2009年7月19日日曜日

:「幽霊」と「妖怪」


● 2008/07[2008/04]



 「幽霊」と「妖怪」とはどう区別するか。
 区別されるのか、されないのか。
 このことについて学者の間で議論がある。

 小松和彦氏は、幽霊を異界に住む妖怪の一つのタイプであり、生前の形で生者の前に現れる死霊と考える(「妖怪学新孝」)。
 「異界」は、「日常生活の場所と時間の外にある世界のこと」と辞書にある。
 すなわち、現実界に対するもの、人間の存在を超えた別世界である。
 もう一つの、ではなく、「たくさんの別世界」といってもよい
 ただし、極楽や浄土を異界と呼ぶには違和感がある。
 異界とは不安や不思議さ、恐怖を伴うものだからだ。

 これに対して諏訪春雄氏は、人間であったもの、つまり死者が、人間の形をとって現れるものが’幽霊であると定義し、妖怪一般と区別する。
 諏訪氏によれば、妖怪は異界に、幽霊は他界と、それぞれ住む場所も違うことになる(「日本の幽霊」)。
 ここでは便宜上、幽霊は妖怪とは別種という説に従っておこう。

 2005年から翌年にかけて、国際交流基金の援助により、パリ日本文化会館(Paris)で「YOKAI 日本のおばけ図鑑」展が催された。


● 「YOKAI」 2005 Paris

 小松和彦氏の企画により、展示は妖怪と幽霊との共演である。
 なかなかの好評で大入りだったが、興味あることに、パリ市民に受けたのは妖怪ではなく幽霊だった。


● 幽霊


 ほとんど無名の戯作者神屋蓬州(1776--1832)の自作自画「天縁奇遇」によるこの怪談物の口絵いっぱいに描かれたのは、野風という名の悪女(図40)。

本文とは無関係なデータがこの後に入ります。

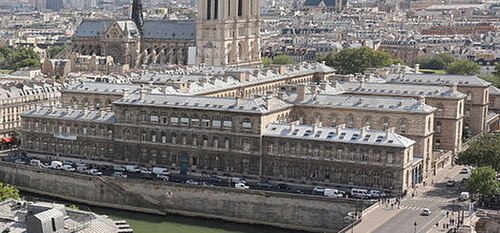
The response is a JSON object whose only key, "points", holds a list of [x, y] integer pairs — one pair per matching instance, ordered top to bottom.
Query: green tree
{"points": [[54, 50], [14, 59], [282, 60], [356, 60], [266, 61], [437, 62], [463, 67], [497, 70], [482, 151], [483, 181], [8, 192]]}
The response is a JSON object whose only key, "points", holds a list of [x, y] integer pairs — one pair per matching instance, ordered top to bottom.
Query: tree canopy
{"points": [[54, 50], [14, 59], [356, 60], [436, 62], [463, 67], [482, 151], [483, 181], [8, 192]]}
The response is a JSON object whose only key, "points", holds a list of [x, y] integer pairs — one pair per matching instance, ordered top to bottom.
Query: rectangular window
{"points": [[240, 7], [209, 9], [154, 119], [185, 121], [216, 124], [228, 124], [247, 125]]}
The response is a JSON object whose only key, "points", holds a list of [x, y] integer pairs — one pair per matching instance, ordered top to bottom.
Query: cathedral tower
{"points": [[137, 15], [228, 32]]}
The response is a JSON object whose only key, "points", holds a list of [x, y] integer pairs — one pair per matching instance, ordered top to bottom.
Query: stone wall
{"points": [[311, 213]]}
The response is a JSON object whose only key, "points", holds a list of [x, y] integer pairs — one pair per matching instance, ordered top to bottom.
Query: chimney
{"points": [[417, 68], [454, 87], [125, 92], [301, 92], [142, 93], [421, 99], [339, 127], [388, 132]]}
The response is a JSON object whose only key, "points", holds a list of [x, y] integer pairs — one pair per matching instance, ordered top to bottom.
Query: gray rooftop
{"points": [[169, 29], [437, 79], [102, 88], [396, 89], [376, 103], [260, 105], [60, 113], [338, 134]]}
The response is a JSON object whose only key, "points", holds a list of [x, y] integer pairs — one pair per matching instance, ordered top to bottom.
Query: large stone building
{"points": [[225, 33]]}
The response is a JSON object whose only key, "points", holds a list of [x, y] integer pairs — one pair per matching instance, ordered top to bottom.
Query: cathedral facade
{"points": [[226, 33]]}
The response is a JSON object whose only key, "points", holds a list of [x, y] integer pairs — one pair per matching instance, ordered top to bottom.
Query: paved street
{"points": [[438, 197]]}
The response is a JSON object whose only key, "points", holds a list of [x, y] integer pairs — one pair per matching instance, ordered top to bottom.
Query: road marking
{"points": [[432, 220]]}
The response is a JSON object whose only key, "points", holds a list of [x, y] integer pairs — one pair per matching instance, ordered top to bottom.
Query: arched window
{"points": [[350, 121], [367, 121], [385, 123], [403, 123], [246, 124], [438, 127]]}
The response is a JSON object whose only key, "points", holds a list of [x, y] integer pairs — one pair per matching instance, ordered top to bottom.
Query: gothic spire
{"points": [[137, 16]]}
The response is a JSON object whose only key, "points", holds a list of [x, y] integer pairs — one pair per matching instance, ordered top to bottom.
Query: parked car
{"points": [[20, 161], [35, 162], [56, 165], [68, 168], [119, 168], [132, 168], [160, 170], [146, 171], [94, 172], [119, 175], [162, 177], [215, 179], [238, 180], [192, 182], [264, 184], [241, 186], [284, 186], [318, 190], [333, 193], [360, 193], [376, 194], [426, 212]]}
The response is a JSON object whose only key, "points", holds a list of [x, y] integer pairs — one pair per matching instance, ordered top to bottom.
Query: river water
{"points": [[150, 223]]}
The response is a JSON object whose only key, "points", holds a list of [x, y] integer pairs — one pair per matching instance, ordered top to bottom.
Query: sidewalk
{"points": [[378, 216]]}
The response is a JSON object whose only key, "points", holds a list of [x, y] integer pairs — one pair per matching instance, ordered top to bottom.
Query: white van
{"points": [[35, 162], [56, 165], [132, 168], [160, 171], [241, 186], [333, 193], [360, 193]]}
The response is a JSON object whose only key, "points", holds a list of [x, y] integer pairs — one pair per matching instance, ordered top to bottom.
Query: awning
{"points": [[7, 140]]}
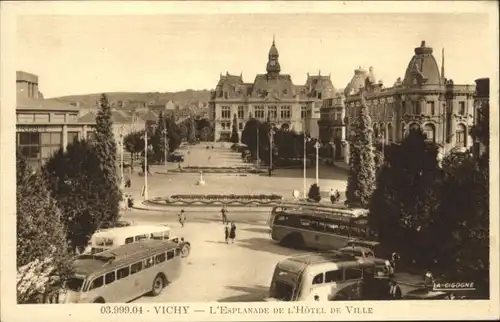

 夫の海賊横島軍藤六が殺した、赤松春時の妻咲花の怨念に祟られ、全身99カ所に口ができ、わが子を食べたりする酷悪な有様、ついには見世物に出される。
 そこへ咲花の子、米吉が通りかかると、99個の口が一斉に開き、咲花の霊がわが身と夫の悲運を米吉に訴えかける。
 このおぞましい化け物のイメージはどこからきたのだろうか。

 鳥山石燕(1712--1788)の「図画百鬼夜行」には、腕に百の目があるという「百々目鬼(どどめき)」が載せられているが、絵に描かれた女性の姿はいたって優しく、野風のイメージとは程遠い。
 これによく似たイメージとしては、水木しげるの描く「百目(ひゃくめ)」がある(図40)。



 全身に目のついた恐ろしい姿でvある。
 「百目」は銅版画風の陰影が画像の恐ろしさを印象づけているが、野風の場合もうごめく口の描写に、当時流行の銅版がの手法が応用され、ゾッとする生々しさをつくりだしている。
 野風とは元来叙情的な言葉のはずだが、この図のおかげでとんだグロテスクなイメージに置き換えられてしまった。


 ガイコツやドクロは、幽霊と妖怪の中間にあるが、ここでは妖怪の中に入れておこう。
 ガイコツはしの象徴として西洋の文学や絵画ではごくおなじみのものである。
 乾燥した気候が死者をミイラやガイコツとして保存するに適しているという事情がそのウラにある。
 これに対して湿気の多い日本では、土葬された屍は、腐敗し、骨すら満足に残らない。
 そのためだろうか、中世までドクロが絵画のモチーフになることはあまりなかった。
 だが、江戸時代後半になると、西洋から輸入された解剖書の刺激から、ガイコツやドクロがさかんに描かれるようになった。

 山東京伝・歌川豊広(?--1829)コンビが入念に描き出したのは、ガイコツの住む荒れ屋敷の様である(図50)。



 読本「浮世丹全伝」の絵である。
 磯之丞は京に留学中、女童に導かれて高貴な館で美しい姫に会い、契りを交わし通いつめる。
 いぶかった家僕があとをつけると、見たのは磯之丞が上機嫌でガイコツのもてなしを受けるという信じがたい光景で、姫は磯之丞の前世の妻の幽鬼だった。
 上田秋成の「雨月物語」を思わせるシーン。
 牡丹灯篭の下に立ってるてるてる坊主のような女の子(実は御伽ぼう子という幼児に持たせる魔よけ)は、案内した女童だろうか。